Cyber-risques (2024)

Le secteur financier suisse continue d'être une cible régulière de cyberattaques. Le nombre d'annonces reçues par la SFMA concernant des attaques réussies ou partiellement réussies a augmenté de 30% par rapport à l'année précédente. Les cyberrisques restent parmi les principaux risques pour les établissements surveillés par la SFMA et se situent à un niveau constamment élevé. Dans le guide SFMA 03/2024, la SFMA a mis en évidence les principales conclusions de sa surveillance des cyber-risques.
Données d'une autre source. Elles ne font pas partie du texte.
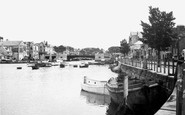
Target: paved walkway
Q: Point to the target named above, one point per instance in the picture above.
(169, 108)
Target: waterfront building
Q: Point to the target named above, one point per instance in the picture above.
(135, 44)
(14, 49)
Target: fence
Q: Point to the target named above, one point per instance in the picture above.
(165, 66)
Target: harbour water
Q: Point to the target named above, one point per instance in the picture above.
(53, 91)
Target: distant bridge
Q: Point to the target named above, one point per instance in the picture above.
(73, 57)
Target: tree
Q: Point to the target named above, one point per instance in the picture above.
(159, 33)
(124, 47)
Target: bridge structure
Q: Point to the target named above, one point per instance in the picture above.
(80, 57)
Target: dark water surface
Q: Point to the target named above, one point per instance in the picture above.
(55, 91)
(50, 91)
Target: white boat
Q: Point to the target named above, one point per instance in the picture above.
(30, 64)
(83, 65)
(94, 86)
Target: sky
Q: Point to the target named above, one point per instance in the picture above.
(79, 23)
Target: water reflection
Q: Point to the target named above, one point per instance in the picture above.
(115, 109)
(95, 99)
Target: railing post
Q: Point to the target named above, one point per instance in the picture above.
(183, 90)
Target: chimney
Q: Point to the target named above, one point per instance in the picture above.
(1, 39)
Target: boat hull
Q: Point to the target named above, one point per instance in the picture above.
(145, 99)
(94, 86)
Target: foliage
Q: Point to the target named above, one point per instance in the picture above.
(159, 33)
(124, 47)
(114, 49)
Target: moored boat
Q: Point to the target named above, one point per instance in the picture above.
(94, 86)
(144, 94)
(62, 65)
(43, 64)
(84, 65)
(35, 67)
(95, 99)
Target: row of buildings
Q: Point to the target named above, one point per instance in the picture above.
(20, 50)
(138, 49)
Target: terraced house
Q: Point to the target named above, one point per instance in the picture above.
(13, 49)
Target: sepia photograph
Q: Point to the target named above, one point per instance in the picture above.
(92, 57)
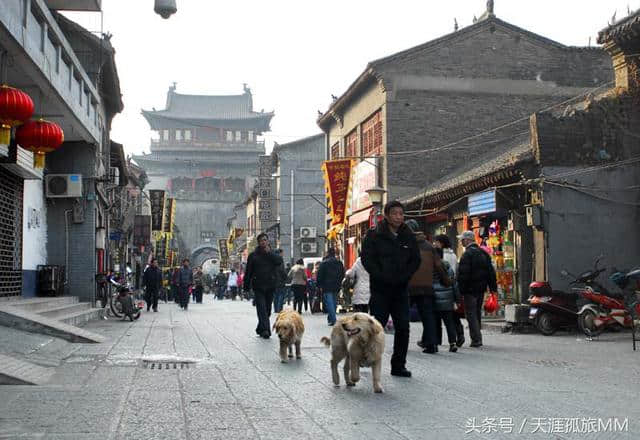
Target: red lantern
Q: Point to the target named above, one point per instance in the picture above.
(16, 107)
(39, 137)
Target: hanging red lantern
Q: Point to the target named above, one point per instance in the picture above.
(16, 107)
(39, 137)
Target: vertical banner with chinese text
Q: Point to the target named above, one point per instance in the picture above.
(337, 179)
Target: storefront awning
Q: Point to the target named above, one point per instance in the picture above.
(359, 217)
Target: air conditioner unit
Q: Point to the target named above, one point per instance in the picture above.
(309, 248)
(63, 185)
(308, 232)
(114, 175)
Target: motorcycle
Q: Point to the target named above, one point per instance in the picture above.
(551, 309)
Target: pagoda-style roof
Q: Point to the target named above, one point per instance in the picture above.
(226, 110)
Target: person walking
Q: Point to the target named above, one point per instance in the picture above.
(475, 274)
(152, 281)
(260, 276)
(281, 282)
(185, 280)
(421, 291)
(443, 244)
(221, 284)
(330, 275)
(390, 254)
(361, 292)
(232, 284)
(298, 276)
(198, 279)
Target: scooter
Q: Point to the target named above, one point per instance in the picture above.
(606, 309)
(551, 309)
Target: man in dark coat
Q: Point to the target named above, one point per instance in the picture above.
(185, 280)
(390, 254)
(152, 280)
(261, 276)
(475, 274)
(329, 281)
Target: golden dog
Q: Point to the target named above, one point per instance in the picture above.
(290, 328)
(360, 339)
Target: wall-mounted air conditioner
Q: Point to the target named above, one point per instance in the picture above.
(309, 248)
(308, 232)
(63, 185)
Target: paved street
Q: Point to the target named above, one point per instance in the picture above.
(238, 389)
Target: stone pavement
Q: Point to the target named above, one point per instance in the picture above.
(238, 389)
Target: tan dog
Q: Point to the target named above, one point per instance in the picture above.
(360, 339)
(290, 328)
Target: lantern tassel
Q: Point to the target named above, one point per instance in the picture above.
(5, 135)
(38, 160)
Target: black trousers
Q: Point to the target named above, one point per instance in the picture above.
(446, 317)
(394, 301)
(152, 299)
(363, 308)
(263, 300)
(299, 297)
(473, 313)
(183, 292)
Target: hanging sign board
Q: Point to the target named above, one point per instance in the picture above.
(337, 179)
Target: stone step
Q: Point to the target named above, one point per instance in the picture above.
(66, 309)
(38, 304)
(17, 372)
(81, 317)
(32, 322)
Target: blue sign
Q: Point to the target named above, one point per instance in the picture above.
(482, 203)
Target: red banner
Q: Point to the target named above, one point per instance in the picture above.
(337, 178)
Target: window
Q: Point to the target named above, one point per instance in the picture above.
(335, 150)
(372, 135)
(351, 141)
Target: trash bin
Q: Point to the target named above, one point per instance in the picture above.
(50, 280)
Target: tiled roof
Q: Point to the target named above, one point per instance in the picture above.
(228, 107)
(625, 29)
(499, 159)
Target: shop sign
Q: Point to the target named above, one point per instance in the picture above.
(157, 209)
(337, 178)
(482, 203)
(364, 178)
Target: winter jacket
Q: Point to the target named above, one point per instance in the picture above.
(450, 257)
(361, 292)
(445, 296)
(330, 275)
(261, 270)
(185, 276)
(476, 272)
(422, 280)
(298, 275)
(390, 260)
(152, 279)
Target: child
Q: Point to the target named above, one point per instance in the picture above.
(126, 300)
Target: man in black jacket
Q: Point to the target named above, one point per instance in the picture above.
(152, 280)
(261, 276)
(390, 254)
(475, 274)
(330, 276)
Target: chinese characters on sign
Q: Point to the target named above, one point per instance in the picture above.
(157, 209)
(337, 176)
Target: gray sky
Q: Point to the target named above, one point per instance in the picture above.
(295, 54)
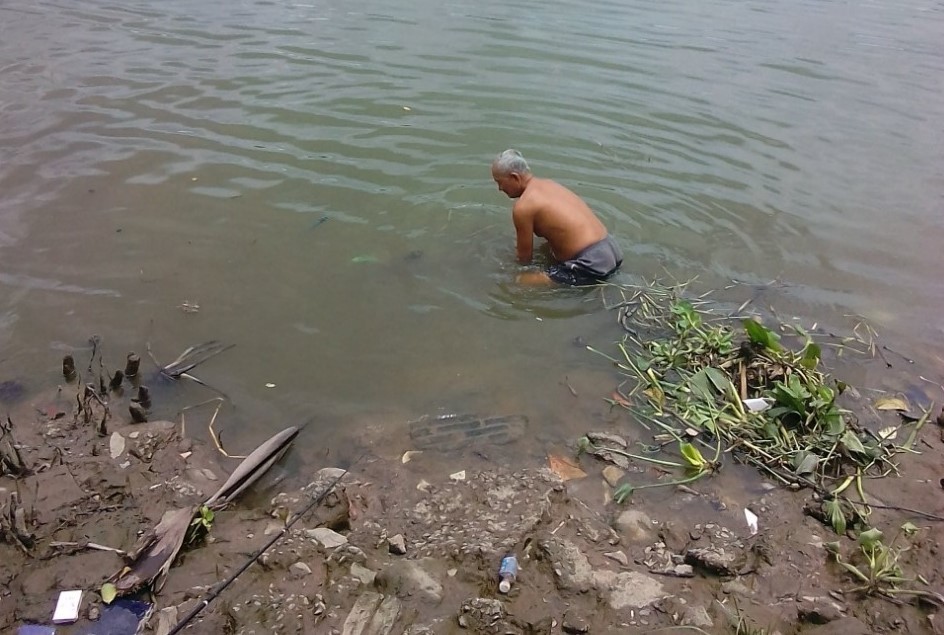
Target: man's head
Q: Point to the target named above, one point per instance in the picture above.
(511, 173)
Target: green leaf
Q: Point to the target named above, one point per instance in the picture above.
(811, 355)
(870, 538)
(109, 592)
(836, 518)
(700, 386)
(853, 444)
(692, 456)
(718, 379)
(761, 335)
(688, 318)
(622, 493)
(805, 462)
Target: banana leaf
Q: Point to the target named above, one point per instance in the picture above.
(253, 467)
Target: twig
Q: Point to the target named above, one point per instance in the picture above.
(87, 545)
(216, 439)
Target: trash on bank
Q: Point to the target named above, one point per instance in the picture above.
(154, 553)
(751, 519)
(507, 572)
(122, 617)
(67, 607)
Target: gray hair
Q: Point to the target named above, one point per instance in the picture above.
(511, 161)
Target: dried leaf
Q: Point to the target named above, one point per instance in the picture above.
(564, 468)
(618, 398)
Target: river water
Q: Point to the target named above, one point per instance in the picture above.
(315, 178)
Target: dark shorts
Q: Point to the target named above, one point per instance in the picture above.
(592, 265)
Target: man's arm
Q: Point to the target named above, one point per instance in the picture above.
(524, 228)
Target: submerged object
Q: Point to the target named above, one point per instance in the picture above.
(253, 467)
(454, 431)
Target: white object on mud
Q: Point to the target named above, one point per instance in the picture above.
(67, 608)
(116, 445)
(507, 573)
(751, 519)
(757, 405)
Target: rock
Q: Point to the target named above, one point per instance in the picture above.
(736, 587)
(327, 538)
(629, 589)
(698, 617)
(635, 525)
(365, 575)
(300, 569)
(714, 559)
(166, 620)
(116, 445)
(818, 610)
(572, 570)
(612, 475)
(619, 556)
(482, 615)
(408, 578)
(361, 617)
(575, 624)
(397, 545)
(372, 614)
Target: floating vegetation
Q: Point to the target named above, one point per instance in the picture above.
(739, 388)
(878, 569)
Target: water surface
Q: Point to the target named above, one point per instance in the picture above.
(153, 155)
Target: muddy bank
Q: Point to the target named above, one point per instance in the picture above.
(414, 547)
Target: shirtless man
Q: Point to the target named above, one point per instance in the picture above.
(584, 251)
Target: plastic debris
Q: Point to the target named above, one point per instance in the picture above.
(751, 519)
(67, 607)
(507, 572)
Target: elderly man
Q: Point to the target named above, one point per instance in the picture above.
(584, 251)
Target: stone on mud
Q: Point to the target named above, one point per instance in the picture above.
(408, 578)
(714, 559)
(629, 589)
(635, 525)
(483, 615)
(572, 570)
(498, 509)
(397, 545)
(372, 614)
(327, 538)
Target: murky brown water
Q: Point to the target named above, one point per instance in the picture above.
(152, 155)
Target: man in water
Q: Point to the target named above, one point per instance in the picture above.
(584, 250)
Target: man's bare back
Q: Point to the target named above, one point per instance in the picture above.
(549, 210)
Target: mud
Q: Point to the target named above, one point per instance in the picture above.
(414, 547)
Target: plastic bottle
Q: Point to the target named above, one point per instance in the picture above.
(507, 573)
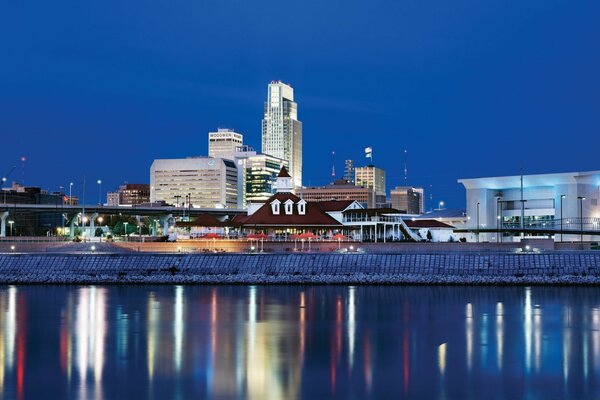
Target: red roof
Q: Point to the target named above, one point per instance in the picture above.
(334, 205)
(314, 217)
(426, 223)
(283, 173)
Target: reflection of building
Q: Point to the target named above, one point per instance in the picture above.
(281, 130)
(129, 194)
(374, 178)
(257, 174)
(201, 182)
(408, 199)
(224, 143)
(340, 190)
(500, 200)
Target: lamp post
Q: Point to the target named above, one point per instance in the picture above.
(99, 182)
(580, 198)
(562, 196)
(477, 222)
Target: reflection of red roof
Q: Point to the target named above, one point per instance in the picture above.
(314, 215)
(427, 223)
(283, 173)
(334, 205)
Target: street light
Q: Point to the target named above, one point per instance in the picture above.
(562, 196)
(581, 198)
(477, 222)
(99, 182)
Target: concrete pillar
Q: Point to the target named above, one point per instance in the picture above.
(93, 225)
(3, 218)
(72, 226)
(165, 221)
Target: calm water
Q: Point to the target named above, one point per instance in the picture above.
(183, 342)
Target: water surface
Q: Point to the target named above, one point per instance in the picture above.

La place financière suisse reste un foyer de cybercriminalité internationale, y compris pour des groupes internationaux de ransomware bien connus tels que PLAY, AKIRA et Lockbit 3.0. Dans le même temps, en surveillant de plus en plus les petits acteurs du marché tels que les gestionnaires de fortune indépendants et les intermédiaires d’assurance indépendants, la SFMA a enregistré un nombre croissant de cyberattaques contre ces entités. Les établissements surveillés de toutes les catégories de surveillance signalent de plus en plus de cyberincidents liés à la compromission de la messagerie électronique professionnelle (BEC; voir Business E-Mail Compromise) et à des formes de cyberfraude telles que la fraude au PDG (forme d'usurpation d'identité pour contourner l'authentification multifactorielle, où une carte SIM numérique est créée ou volée). Dans certains cas, les incidents ont impliqué des sommes importantes pour les institutions concernées et leurs clients. Des attaques par échange de carte SIM5 ont également été signalées à la SFMA.

Le trafic de courrier électronique reste le vecteur d'infection le plus courant pour les petites institutions lors d'un cyberincident. L’analyse des causes profondes a montré que ces entreprises supervisées disposaient de dispositifs de cyberprotection limités ou moins sophistiqués. Cela reflétait à la fois un manque de défenses techniques et un besoin urgent de sensibilisation. Des processus inadéquats pour identifier et réparer les faiblesses logicielles au sein de l’infrastructure technologique et des lacunes dans la gestion de la configuration constituaient d’autres points d’entrée pour les attaquants. Par exemple, ils ont pu contourner l'authentification multifacteur en raison d'erreurs de configuration ou les institutions concernées n'utilisaient pas l'authentification à deux facteurs de manière généralisée.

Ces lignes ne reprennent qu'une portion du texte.